«Circa duecento tonnellate l'anno di perfluorurati per la concia con un trend in crescita... Più della metà di queste sostanze viene utilizzata in Veneto: 109,31 tonnellate solo lo scorso anno»: ovvero la massiccia presenza di Pfas nel Nordest può avere un nesso con la presenza del distretto della lavorazione della pelle dell'Ovest vicentino. Sono queste le parole più significative di una lunga nota diramata
oggi a mezzodì dalla Miteni, la società che secondo Arpav è tra le principali indiziate della contaminazione da Pfas nel Veneto centrale.

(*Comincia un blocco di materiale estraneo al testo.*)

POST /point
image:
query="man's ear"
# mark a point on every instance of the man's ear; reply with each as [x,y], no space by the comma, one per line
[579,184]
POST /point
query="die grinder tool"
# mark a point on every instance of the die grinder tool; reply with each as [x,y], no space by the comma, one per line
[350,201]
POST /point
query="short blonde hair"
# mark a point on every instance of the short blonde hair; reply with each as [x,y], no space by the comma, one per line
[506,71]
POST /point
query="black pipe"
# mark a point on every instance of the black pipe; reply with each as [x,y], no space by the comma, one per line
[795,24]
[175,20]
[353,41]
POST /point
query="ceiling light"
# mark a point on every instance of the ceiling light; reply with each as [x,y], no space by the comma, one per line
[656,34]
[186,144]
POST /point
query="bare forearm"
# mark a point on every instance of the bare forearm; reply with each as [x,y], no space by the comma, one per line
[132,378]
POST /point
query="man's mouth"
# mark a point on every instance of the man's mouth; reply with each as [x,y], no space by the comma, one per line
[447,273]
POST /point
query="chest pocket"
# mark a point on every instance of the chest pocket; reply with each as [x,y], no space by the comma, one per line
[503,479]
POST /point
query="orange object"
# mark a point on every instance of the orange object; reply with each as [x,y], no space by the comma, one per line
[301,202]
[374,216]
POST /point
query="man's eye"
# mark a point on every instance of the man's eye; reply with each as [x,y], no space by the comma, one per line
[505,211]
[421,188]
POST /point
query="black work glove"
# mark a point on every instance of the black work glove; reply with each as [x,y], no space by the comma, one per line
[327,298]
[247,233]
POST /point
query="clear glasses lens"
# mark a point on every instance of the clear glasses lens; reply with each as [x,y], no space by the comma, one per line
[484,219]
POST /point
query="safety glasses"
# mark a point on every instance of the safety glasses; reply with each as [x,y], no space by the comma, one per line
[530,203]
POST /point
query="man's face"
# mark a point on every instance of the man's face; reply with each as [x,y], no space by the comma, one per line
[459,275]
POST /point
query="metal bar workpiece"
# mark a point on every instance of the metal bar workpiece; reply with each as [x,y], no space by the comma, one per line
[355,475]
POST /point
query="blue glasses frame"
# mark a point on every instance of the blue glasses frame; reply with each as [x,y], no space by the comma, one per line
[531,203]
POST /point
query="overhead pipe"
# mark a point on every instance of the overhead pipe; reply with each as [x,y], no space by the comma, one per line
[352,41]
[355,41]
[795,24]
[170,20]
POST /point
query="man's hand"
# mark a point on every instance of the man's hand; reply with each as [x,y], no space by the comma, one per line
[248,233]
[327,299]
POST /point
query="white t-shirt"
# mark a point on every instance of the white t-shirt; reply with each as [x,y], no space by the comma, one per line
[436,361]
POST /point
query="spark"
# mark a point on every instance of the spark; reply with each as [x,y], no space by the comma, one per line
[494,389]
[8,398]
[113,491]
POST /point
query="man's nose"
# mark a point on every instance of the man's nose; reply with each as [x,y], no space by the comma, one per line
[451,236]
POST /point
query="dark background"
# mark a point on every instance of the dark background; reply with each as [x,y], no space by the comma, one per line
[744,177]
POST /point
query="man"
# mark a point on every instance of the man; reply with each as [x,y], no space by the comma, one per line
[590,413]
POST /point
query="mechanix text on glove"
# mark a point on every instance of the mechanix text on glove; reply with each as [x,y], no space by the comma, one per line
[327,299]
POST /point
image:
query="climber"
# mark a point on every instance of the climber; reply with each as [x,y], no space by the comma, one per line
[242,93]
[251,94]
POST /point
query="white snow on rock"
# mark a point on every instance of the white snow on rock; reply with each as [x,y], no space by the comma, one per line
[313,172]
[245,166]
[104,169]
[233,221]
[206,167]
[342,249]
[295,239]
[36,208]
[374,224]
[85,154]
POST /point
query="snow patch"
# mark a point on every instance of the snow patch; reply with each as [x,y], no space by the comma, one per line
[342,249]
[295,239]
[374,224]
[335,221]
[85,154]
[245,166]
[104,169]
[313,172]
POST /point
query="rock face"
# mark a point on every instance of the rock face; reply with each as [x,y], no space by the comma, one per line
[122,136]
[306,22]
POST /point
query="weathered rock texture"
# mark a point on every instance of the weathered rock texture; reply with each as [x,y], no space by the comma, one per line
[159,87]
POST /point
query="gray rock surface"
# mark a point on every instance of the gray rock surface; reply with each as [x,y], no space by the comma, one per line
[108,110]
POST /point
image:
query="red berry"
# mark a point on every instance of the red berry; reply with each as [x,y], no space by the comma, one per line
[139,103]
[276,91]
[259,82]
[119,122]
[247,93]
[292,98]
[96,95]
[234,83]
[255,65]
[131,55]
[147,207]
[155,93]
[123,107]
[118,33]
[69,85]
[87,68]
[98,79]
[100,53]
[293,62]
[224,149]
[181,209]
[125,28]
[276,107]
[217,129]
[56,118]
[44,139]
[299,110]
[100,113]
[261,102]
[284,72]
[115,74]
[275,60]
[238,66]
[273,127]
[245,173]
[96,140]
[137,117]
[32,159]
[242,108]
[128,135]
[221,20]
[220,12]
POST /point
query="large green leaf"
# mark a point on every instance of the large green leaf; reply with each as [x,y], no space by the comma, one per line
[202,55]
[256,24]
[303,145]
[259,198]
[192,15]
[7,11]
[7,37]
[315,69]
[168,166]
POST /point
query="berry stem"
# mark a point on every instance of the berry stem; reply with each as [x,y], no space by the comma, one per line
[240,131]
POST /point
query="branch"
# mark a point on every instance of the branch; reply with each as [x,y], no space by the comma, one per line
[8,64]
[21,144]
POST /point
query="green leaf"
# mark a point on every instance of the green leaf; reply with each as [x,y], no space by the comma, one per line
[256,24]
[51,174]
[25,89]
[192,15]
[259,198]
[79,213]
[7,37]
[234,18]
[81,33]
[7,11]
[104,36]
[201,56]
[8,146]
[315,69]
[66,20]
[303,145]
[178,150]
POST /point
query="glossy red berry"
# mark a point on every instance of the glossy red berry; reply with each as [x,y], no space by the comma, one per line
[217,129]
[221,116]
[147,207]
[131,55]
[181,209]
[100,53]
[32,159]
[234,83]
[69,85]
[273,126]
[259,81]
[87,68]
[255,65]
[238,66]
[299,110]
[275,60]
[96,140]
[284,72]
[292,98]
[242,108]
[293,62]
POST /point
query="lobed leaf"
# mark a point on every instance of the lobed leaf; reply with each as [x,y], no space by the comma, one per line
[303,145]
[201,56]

Più nel dettaglio Miteni per sostanziare la sua presa di posizione fa riferimento ad uno studio commissionato dalla stessa spa berica a Global Market Insight «uno dei principali istituti di ricerca di mercato al mondo». Per vero nel respingere seccamente al mittente le accuse del coinvolgimento della fabbrica trissinese in uno dei più noti scandali ambientali del recente passato italiano, l'amministratore delegato della società Antonio Nardone (nel riquadro) non accusa direttamente nessuno, concia in primis.

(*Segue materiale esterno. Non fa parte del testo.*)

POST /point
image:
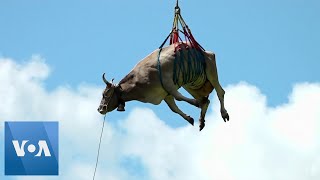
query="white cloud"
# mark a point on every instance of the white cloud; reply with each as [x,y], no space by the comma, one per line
[259,142]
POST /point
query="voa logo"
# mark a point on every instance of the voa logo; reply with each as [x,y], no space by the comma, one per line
[43,147]
[31,148]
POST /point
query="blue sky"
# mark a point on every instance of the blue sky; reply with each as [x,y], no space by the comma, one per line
[271,44]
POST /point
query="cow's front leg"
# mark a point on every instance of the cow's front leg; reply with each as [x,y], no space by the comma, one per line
[172,105]
[205,103]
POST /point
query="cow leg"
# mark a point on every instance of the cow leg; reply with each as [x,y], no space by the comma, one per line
[179,97]
[172,105]
[212,75]
[204,109]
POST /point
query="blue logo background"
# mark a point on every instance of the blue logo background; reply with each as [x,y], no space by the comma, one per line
[30,164]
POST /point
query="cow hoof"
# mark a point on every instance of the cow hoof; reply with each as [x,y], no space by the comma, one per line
[201,126]
[225,116]
[190,120]
[120,108]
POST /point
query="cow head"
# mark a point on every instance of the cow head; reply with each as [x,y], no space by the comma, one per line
[110,97]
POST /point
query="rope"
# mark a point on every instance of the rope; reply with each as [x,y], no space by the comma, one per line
[95,169]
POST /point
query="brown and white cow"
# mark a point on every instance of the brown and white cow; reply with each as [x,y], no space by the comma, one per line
[143,84]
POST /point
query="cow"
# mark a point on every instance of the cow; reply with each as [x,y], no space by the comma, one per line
[146,84]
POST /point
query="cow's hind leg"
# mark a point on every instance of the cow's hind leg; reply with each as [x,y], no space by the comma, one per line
[179,97]
[212,75]
[172,105]
[204,108]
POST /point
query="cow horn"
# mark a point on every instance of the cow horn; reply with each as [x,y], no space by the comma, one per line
[104,79]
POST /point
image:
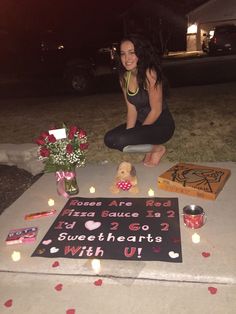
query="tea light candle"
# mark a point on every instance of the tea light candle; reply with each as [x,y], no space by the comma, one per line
[96,265]
[51,202]
[195,238]
[150,192]
[92,189]
[15,256]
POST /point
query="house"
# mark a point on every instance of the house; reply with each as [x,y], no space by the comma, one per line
[205,17]
[158,21]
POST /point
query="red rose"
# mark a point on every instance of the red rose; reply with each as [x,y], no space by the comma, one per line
[72,131]
[83,146]
[51,138]
[44,135]
[40,141]
[82,133]
[44,152]
[69,149]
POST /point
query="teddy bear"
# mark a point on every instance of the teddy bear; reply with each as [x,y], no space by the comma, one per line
[125,179]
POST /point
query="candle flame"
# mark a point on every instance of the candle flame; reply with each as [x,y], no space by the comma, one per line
[96,265]
[92,189]
[51,202]
[150,192]
[196,238]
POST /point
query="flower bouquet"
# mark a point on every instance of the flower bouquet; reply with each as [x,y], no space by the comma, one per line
[61,151]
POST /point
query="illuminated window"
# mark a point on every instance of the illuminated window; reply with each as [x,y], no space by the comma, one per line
[192,29]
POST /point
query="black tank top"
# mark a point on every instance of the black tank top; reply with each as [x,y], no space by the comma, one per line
[140,99]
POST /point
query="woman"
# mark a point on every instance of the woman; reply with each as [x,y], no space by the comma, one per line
[149,120]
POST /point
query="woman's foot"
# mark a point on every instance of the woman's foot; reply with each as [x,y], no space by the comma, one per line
[155,156]
[147,158]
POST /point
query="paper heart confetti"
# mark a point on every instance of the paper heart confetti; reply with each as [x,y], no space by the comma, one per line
[172,254]
[206,254]
[54,250]
[212,290]
[92,225]
[58,287]
[176,240]
[8,303]
[124,185]
[46,242]
[156,249]
[98,282]
[55,264]
[40,251]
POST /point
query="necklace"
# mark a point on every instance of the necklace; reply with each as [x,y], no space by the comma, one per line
[127,86]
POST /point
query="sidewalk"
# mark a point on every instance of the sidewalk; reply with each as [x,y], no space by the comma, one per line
[35,286]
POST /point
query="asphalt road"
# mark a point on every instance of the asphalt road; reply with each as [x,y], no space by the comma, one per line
[180,70]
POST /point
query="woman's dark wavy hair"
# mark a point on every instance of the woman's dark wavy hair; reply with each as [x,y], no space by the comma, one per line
[148,58]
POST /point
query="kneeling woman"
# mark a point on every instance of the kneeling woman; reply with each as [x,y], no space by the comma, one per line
[149,120]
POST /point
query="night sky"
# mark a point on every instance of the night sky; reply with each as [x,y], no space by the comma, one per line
[95,20]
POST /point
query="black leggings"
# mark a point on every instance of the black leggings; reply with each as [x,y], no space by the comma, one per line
[158,133]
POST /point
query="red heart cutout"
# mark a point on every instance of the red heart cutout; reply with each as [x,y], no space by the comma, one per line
[98,282]
[55,264]
[58,287]
[206,254]
[212,290]
[8,303]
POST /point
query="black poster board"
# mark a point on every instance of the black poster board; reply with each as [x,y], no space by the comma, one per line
[115,228]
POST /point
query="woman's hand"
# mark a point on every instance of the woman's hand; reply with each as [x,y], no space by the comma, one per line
[132,114]
[155,98]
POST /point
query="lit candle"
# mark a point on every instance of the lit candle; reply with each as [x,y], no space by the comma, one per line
[195,238]
[51,202]
[15,256]
[92,189]
[150,192]
[96,265]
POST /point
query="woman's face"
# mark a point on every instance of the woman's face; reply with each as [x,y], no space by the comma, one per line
[128,56]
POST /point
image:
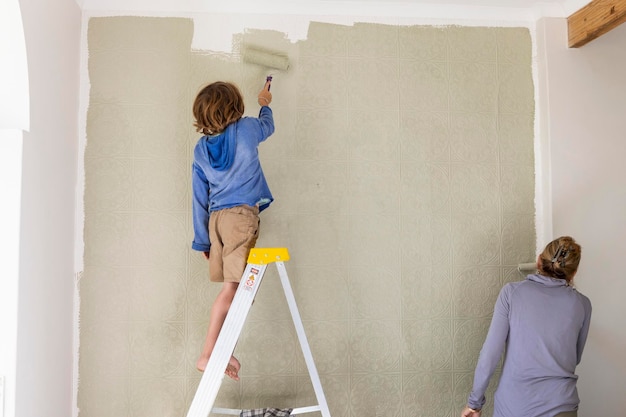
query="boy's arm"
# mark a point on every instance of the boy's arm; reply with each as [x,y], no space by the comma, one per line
[200,210]
[266,122]
[266,117]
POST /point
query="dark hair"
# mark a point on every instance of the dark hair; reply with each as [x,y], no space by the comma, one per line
[216,106]
[560,259]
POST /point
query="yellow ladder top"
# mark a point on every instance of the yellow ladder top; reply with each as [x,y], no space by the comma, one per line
[262,256]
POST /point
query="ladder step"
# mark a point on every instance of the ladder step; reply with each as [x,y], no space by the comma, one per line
[211,380]
[237,411]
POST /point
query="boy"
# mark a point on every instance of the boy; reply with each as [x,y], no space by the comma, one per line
[229,191]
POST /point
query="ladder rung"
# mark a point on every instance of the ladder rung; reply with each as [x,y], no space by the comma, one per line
[237,411]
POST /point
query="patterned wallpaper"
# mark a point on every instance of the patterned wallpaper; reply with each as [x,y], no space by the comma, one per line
[403,171]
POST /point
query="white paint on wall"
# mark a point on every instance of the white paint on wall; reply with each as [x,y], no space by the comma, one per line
[585,105]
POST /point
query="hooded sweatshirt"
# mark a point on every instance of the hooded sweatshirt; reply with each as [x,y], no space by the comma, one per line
[226,172]
[543,323]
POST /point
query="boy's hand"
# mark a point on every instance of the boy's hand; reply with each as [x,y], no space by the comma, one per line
[265,97]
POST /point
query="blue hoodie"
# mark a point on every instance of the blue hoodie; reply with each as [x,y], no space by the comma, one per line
[227,172]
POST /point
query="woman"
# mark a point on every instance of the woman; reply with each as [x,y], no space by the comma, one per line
[543,322]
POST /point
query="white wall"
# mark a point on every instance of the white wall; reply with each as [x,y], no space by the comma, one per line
[584,116]
[46,286]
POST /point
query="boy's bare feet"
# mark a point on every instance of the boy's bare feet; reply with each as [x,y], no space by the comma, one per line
[232,369]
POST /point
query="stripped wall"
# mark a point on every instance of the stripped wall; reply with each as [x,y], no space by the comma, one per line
[403,171]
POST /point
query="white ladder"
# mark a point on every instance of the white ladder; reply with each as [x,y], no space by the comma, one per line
[211,381]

Però usa comunque usa parole di fuoco: «I dati sono a nostro avviso molto chiari e non vogliono puntare il dito contro nessuno ma dare una indicazione oggettiva della situazione attuale e del passato. Dati che sono perfettamente allineati con le disposizioni che lo scorso anno ha dato la sentenza del tribunale Superiore delle acque pubbliche che aveva indicato gli utilizzatori dei Pfas come punto fondamentale per affrontare il problema. Non si può ora non considerare - aggiunge Nardone - che in Veneto vengono usati Pfas in volumi decine o centinaia di volte più grandi di quanti non ne abbia mai scaricati Miteni. Non si può adesso ignorare che le zone contaminate sono coerenti con gli scarichi di alcuni tipi di produzione e che non hanno nulla a che fare con la falda dello stabilimento. Questa ricerca rivela il tassello che mancava nella comprensione del fenomeno».